Seule, elle ne l'était pas non plus puisqu'elle habitait le même immeuble que son frère et des neveux : une quinzaine de proches au total, assure l'avocat.

Mais surgit un autre personnage. Celui qu'on a recherché en pensant que Mme Cazzanello avait été conseillée dans son choix d'euthanasie. Qui l'avait aidée à s'approcher d'Exit Italia. A organiser le voyage peut-être, voire qui l'avait conduite à Bâle. Claudia Longhi assure qu'un « cher ami » de Mme Casanelli a pu jouer ce rôle, que c'est lui qui a pris contact avec Exit Italia. « Selon ce qui est en train d'émerger lentement, il pourrait recevoir un bel héritage. Le conditionnel est de rigueur, mais l'affaire est tout sauf limpide », assure-t-elle.

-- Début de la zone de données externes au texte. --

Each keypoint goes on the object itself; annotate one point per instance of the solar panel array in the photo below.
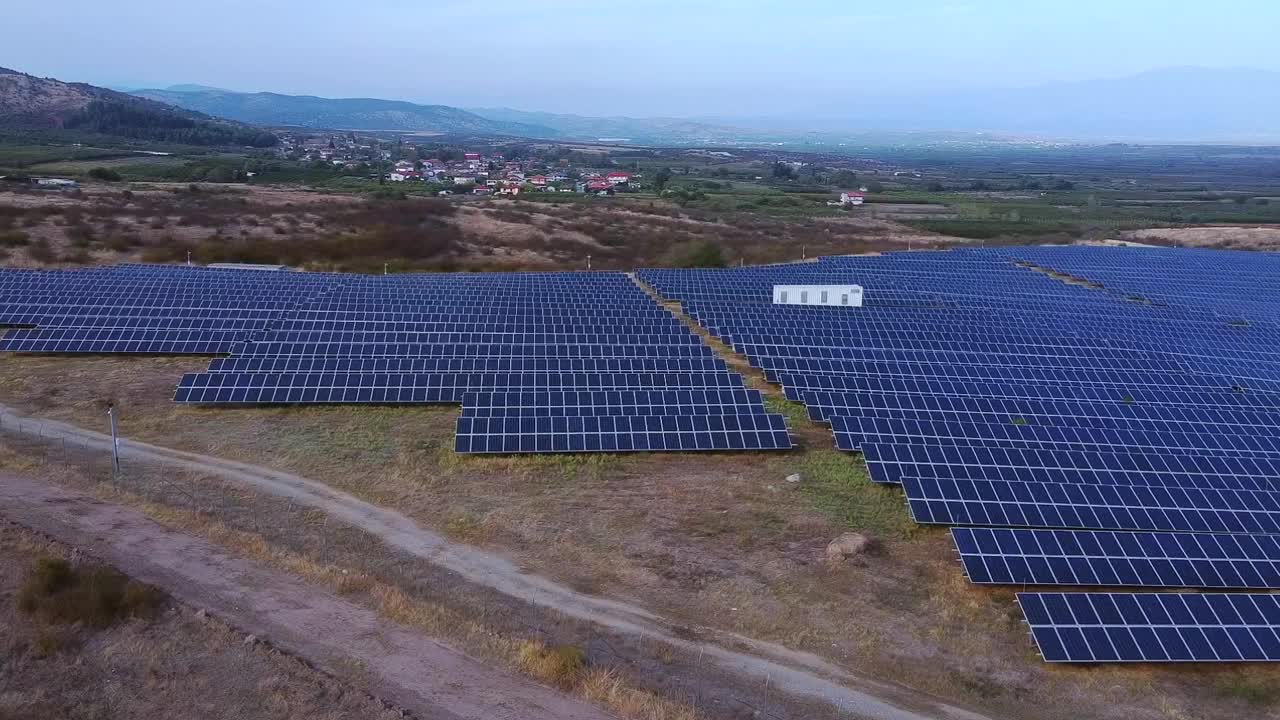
(1093, 417)
(542, 361)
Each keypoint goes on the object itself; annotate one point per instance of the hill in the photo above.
(347, 113)
(28, 103)
(580, 127)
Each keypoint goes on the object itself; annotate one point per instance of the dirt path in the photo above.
(400, 665)
(799, 673)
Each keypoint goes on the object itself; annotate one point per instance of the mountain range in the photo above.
(1169, 105)
(344, 113)
(30, 103)
(1175, 104)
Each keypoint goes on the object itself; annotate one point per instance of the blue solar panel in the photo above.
(1153, 627)
(1130, 559)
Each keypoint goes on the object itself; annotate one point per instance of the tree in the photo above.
(661, 180)
(704, 254)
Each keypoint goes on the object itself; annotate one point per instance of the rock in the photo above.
(846, 546)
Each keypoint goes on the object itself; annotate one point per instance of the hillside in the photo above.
(348, 113)
(28, 103)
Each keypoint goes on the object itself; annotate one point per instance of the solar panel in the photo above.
(1019, 504)
(1096, 557)
(1153, 627)
(621, 433)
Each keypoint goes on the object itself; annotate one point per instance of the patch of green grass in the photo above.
(795, 413)
(558, 666)
(839, 486)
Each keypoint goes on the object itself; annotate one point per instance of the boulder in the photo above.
(848, 545)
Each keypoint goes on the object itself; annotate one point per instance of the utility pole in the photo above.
(115, 440)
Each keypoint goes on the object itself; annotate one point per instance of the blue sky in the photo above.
(638, 58)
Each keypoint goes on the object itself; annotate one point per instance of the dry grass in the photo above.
(97, 597)
(707, 541)
(170, 664)
(561, 666)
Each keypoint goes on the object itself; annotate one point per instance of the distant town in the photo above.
(456, 172)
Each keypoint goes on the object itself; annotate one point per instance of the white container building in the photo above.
(837, 295)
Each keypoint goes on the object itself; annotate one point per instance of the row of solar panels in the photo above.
(553, 363)
(1084, 438)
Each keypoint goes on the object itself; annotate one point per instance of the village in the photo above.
(456, 172)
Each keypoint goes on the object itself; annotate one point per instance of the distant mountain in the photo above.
(28, 103)
(579, 127)
(348, 113)
(1168, 105)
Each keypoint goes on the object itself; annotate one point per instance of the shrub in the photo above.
(13, 238)
(704, 254)
(105, 174)
(40, 251)
(96, 597)
(553, 665)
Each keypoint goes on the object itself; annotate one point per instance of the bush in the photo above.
(704, 254)
(96, 597)
(105, 174)
(13, 238)
(40, 251)
(557, 666)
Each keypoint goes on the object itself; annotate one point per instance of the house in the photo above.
(842, 295)
(55, 183)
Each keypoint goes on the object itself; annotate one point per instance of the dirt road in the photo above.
(398, 665)
(798, 673)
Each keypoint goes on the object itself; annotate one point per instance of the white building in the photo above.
(837, 295)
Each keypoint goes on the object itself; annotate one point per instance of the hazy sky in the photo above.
(634, 57)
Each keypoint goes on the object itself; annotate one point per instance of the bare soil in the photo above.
(1224, 237)
(165, 222)
(711, 543)
(176, 665)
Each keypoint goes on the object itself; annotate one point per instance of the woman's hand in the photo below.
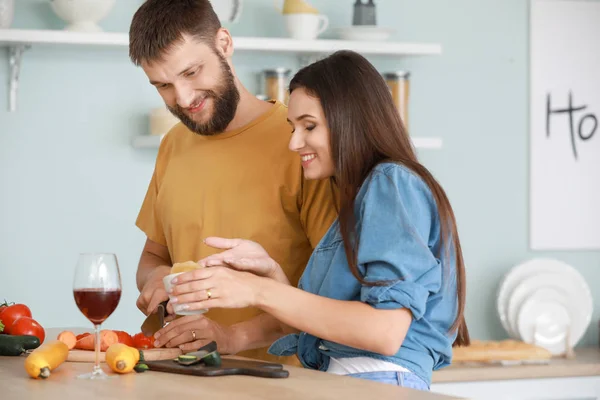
(243, 255)
(215, 287)
(191, 332)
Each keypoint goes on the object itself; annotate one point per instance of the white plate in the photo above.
(535, 267)
(543, 320)
(566, 290)
(363, 32)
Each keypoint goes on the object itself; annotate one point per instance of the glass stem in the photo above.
(97, 348)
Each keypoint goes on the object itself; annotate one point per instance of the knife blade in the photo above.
(155, 321)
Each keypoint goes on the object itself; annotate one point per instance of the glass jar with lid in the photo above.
(399, 84)
(275, 83)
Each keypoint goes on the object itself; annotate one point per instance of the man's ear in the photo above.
(224, 43)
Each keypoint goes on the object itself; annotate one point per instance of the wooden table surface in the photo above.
(585, 363)
(301, 384)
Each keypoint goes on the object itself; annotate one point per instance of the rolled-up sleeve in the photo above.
(398, 232)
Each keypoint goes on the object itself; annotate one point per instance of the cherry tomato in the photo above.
(28, 326)
(9, 314)
(141, 341)
(125, 338)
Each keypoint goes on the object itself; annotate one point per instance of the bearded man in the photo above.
(225, 170)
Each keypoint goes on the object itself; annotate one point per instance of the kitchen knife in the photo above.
(155, 321)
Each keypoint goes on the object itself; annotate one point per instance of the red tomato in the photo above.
(141, 341)
(125, 338)
(28, 326)
(9, 314)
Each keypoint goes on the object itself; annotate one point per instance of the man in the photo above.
(225, 170)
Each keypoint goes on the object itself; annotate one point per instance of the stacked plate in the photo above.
(545, 302)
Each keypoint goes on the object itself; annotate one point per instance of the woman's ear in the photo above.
(224, 43)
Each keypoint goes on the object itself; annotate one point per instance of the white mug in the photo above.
(7, 13)
(305, 26)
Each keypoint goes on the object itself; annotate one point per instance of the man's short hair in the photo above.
(159, 24)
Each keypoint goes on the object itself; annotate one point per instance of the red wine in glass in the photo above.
(97, 304)
(97, 292)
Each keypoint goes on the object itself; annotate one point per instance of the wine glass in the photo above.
(97, 291)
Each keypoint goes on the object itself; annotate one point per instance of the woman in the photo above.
(383, 294)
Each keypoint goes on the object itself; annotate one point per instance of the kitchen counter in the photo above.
(585, 363)
(301, 384)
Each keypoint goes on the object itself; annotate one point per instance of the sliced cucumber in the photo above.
(212, 359)
(185, 358)
(140, 368)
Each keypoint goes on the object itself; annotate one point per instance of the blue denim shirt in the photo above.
(399, 239)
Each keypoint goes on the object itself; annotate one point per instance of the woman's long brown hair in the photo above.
(365, 130)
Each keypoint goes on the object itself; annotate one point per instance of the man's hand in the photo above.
(153, 292)
(191, 332)
(243, 255)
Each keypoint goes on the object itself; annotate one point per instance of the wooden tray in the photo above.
(228, 367)
(149, 355)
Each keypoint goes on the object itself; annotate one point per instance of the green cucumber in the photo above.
(212, 359)
(15, 345)
(185, 357)
(140, 368)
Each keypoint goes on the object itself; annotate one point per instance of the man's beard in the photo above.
(225, 100)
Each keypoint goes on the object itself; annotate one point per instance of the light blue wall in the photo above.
(71, 182)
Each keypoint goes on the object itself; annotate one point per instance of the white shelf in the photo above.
(32, 37)
(19, 40)
(153, 141)
(15, 37)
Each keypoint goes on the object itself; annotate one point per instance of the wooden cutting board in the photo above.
(228, 367)
(149, 355)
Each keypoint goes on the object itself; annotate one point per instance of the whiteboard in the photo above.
(564, 127)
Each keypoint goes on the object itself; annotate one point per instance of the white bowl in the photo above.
(82, 15)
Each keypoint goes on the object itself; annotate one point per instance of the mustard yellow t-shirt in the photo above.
(244, 184)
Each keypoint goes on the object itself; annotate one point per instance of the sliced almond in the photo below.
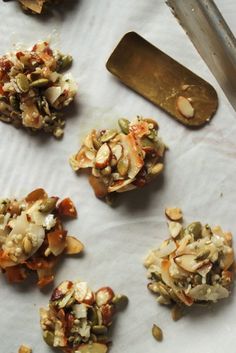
(188, 262)
(174, 228)
(156, 169)
(81, 290)
(123, 166)
(117, 151)
(100, 189)
(174, 213)
(185, 107)
(104, 296)
(73, 246)
(103, 156)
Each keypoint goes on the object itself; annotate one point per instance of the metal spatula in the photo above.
(162, 80)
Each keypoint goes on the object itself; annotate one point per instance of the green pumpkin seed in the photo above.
(123, 166)
(92, 316)
(41, 82)
(48, 205)
(203, 255)
(65, 62)
(99, 329)
(22, 83)
(120, 301)
(108, 135)
(14, 102)
(157, 333)
(195, 228)
(124, 125)
(102, 338)
(48, 337)
(176, 313)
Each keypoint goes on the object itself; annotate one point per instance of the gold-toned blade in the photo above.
(162, 80)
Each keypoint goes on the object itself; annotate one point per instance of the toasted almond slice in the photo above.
(133, 149)
(100, 189)
(93, 348)
(81, 290)
(104, 296)
(188, 262)
(24, 349)
(117, 151)
(73, 246)
(103, 156)
(174, 228)
(185, 107)
(174, 213)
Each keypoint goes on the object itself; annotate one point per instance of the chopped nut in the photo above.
(157, 333)
(24, 349)
(123, 160)
(174, 214)
(185, 107)
(87, 323)
(174, 229)
(176, 313)
(195, 266)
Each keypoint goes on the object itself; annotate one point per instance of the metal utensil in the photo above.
(213, 39)
(162, 80)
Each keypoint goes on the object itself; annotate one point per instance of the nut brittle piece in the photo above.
(32, 236)
(121, 160)
(33, 89)
(195, 264)
(78, 319)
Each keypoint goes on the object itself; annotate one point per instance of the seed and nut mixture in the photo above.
(194, 265)
(32, 236)
(34, 89)
(78, 319)
(121, 160)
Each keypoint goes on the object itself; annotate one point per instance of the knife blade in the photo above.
(211, 36)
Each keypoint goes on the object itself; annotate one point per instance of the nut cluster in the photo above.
(33, 90)
(194, 265)
(78, 319)
(121, 160)
(32, 235)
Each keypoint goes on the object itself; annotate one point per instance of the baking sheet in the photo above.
(199, 176)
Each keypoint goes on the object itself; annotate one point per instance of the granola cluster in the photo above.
(78, 319)
(32, 236)
(33, 89)
(121, 160)
(195, 264)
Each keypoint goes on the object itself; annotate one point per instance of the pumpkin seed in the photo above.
(99, 329)
(157, 333)
(41, 82)
(14, 102)
(176, 313)
(65, 62)
(48, 337)
(22, 82)
(203, 255)
(195, 228)
(92, 315)
(123, 166)
(108, 135)
(48, 205)
(106, 171)
(124, 125)
(120, 301)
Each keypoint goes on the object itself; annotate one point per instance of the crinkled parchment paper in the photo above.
(199, 176)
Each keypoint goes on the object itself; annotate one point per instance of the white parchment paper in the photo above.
(199, 176)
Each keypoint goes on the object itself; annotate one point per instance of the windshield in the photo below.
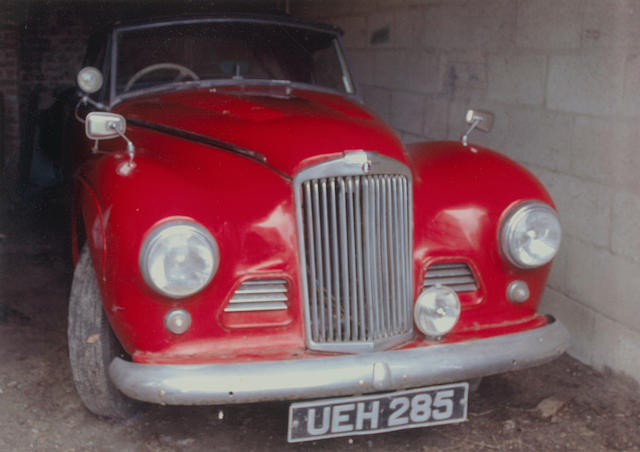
(233, 51)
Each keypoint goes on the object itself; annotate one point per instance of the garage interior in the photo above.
(561, 76)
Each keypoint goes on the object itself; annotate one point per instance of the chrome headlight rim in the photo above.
(162, 231)
(516, 214)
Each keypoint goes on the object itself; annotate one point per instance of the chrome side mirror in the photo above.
(101, 126)
(89, 80)
(477, 119)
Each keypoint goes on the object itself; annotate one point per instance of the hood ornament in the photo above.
(360, 158)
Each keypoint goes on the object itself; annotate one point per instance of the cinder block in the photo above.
(625, 237)
(607, 283)
(405, 22)
(579, 320)
(380, 28)
(363, 65)
(408, 138)
(386, 69)
(457, 126)
(584, 208)
(355, 31)
(558, 276)
(539, 137)
(407, 111)
(408, 70)
(590, 84)
(630, 104)
(419, 71)
(461, 25)
(549, 24)
(379, 100)
(605, 150)
(616, 347)
(517, 79)
(611, 23)
(436, 114)
(464, 75)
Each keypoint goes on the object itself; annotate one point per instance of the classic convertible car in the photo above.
(246, 230)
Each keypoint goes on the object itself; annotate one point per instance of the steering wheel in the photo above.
(182, 72)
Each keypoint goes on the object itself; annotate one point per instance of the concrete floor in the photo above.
(39, 409)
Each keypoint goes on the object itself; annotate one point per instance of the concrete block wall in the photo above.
(563, 78)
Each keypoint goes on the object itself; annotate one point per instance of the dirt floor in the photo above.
(560, 406)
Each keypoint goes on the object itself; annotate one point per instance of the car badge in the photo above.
(360, 158)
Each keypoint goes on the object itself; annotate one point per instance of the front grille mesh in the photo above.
(356, 249)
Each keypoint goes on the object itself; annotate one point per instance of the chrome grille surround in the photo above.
(457, 275)
(355, 228)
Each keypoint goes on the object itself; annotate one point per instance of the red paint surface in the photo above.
(459, 199)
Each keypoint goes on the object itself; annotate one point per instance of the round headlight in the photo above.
(530, 235)
(179, 258)
(437, 311)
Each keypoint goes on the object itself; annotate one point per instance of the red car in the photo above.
(248, 231)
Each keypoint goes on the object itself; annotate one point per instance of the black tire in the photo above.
(92, 346)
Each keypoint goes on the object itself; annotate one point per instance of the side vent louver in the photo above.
(456, 275)
(260, 295)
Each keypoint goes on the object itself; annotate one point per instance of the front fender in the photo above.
(461, 196)
(253, 224)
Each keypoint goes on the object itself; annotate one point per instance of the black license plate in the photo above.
(378, 413)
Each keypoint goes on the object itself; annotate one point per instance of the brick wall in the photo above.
(563, 78)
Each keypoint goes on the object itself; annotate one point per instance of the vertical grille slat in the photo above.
(356, 248)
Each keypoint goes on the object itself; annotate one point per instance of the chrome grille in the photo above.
(259, 295)
(356, 242)
(456, 275)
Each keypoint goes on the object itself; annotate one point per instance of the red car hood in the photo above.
(291, 129)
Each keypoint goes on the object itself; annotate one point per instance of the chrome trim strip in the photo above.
(261, 381)
(256, 306)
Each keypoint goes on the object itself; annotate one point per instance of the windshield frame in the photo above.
(344, 62)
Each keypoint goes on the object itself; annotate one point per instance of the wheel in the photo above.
(92, 346)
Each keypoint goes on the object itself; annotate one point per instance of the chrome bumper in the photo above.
(209, 384)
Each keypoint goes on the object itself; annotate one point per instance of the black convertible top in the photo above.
(192, 18)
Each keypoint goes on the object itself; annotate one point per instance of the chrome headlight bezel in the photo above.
(167, 231)
(509, 227)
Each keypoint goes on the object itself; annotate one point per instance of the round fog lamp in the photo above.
(437, 311)
(177, 321)
(89, 80)
(518, 291)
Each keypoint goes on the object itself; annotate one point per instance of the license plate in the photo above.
(362, 415)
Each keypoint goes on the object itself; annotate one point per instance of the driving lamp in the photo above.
(530, 235)
(437, 311)
(179, 258)
(89, 80)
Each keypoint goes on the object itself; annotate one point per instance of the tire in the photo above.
(92, 346)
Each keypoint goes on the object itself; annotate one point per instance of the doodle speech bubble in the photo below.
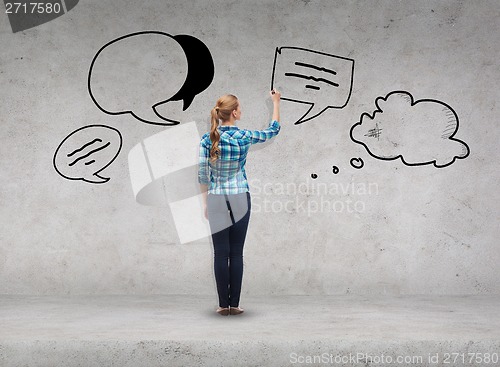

Une enquête a été ouverte par le parquet d'Arzignano.

Et on se dit que si les médias italiens étaient vraiment « aux ordres du Vatican » pour discréditer les organismes d'aide à l'euthanasie et au suicide assisté, ils seraient passés dans cette affaire à côté d'accusations bien plus graves que celles qui ont fait la une des journaux la semaine dernière. Aujourd'hui, les journaux locaux d'Arzignano en sont d'ailleurs à expliquer que le fameux « cher ami » est recherché dans le cadre de l'enquête et que des bijoux ont disparu du domicile de la… victime.